Nell’innario della Chiesa dei fratelli c’è un canto che, più di 50 anni fa, cantavamo a squarciagola ai primi campi giovanili di Poggio Ubertini, vicino a Firenze. Esso inizia con delle parole che oggi ci fanno un po’ ridere.
Eccole: “Cinti i lombi della mente,
Con novello e santo zel,
Siam venuti, o Dio possente,
In quest’oasi di ciel”… e così avanti, sullo stesso stile.
Devo confessare che non tutti capivamo il significato di quello che cantavamo, ma la poesia è poesia e non si discute. Perciò si cantava felicemente, soprattutto perché alcune parole erano bibliche e scritte dall’Apostolo Pietro stesso (fra l’altro, diceva che Paolo scriveva cose difficili da capire, ma anche lui non scherzava!).
Infatti, la frase “cinti i fianchi (pardon: lombi) della vostra mente” si trova proprio tale e quale nella sua prima lettera (1:13). Oggi, nella Nuova Riveduta l’hanno resa, per maggiore chiarezza, con “dopo aver predisposto la vostra mente all’azione”.
Ma cosa significava davvero nell’originale? Gli antichi quando dovevano camminare a lungo, per non essere impacciati dalla tunica, se la tiravano sui fianchi, se la legavano con una cintura, e così si muovevano più facilmente e liberamente. Era la cosa normale che, per esempio, tutti i pellegrini facevano.

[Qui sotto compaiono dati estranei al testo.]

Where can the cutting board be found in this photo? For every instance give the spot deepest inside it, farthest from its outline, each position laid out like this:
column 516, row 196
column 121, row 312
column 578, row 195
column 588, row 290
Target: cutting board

Ma i fianchi sono fianchi! La mente, dove la mettiamo?
A me sembra che Pietro volesse dire, in modo figurato, che, come credenti, dovremmo avere la mentalità di un pellegrino e pensare come lui. Cioè come uno che cammina verso una mèta ancora da raggiungere. Capendo, insomma, che non saremo qui sulla terra per sempre e che non ci dobbiamo mettere radici. Siamo di passaggio e dobbiamo comportarci di conseguenza.
È un atteggiamento che non ci viene naturalmente. Noi viviamo qui sulla terra e la stabilità ci piace. Vogliamo una casa nostra. Vogliamo migliorare la nostra condizione. Cambiare in meglio. Assicurare una certa sicurezza ai nostri figli. Comprarci dei mobili più comodi. Avere un conto in banca, anche se la situazione globale non promette niente di buono.
Pietro diceva, invece, che come credenti, dobbiamo cambiare mentalità e prospettive. Scrivendo ai credenti di Filippi, anche Paolo esprimeva più o meno lo stesso concetto dicendo: “La nostra cittadinanza è nei cieli, da dove anche aspettiamo il Salvatore Gesù Cristo, il Signore, che trasformerà il corpo della nostra umiliazione, rendendolo conforme al corpo della sua gloria, mediante il potere che egli ha di sottomettere a sé ogni cosa” (3:20,21).
Ma in che senso dobbiamo cambiare mentalità? Dobbiamo diventare eremiti, asceti, anacoreti? Non esattamente.
Ne parleremo ancora. Intanto, facciamoci un po’ di esame di coscienza e domandiamoci: su che cosa metto veramente il mio cuore? A cosa tengo soprattutto? Per che cosa vivo? A cosa penso di solito?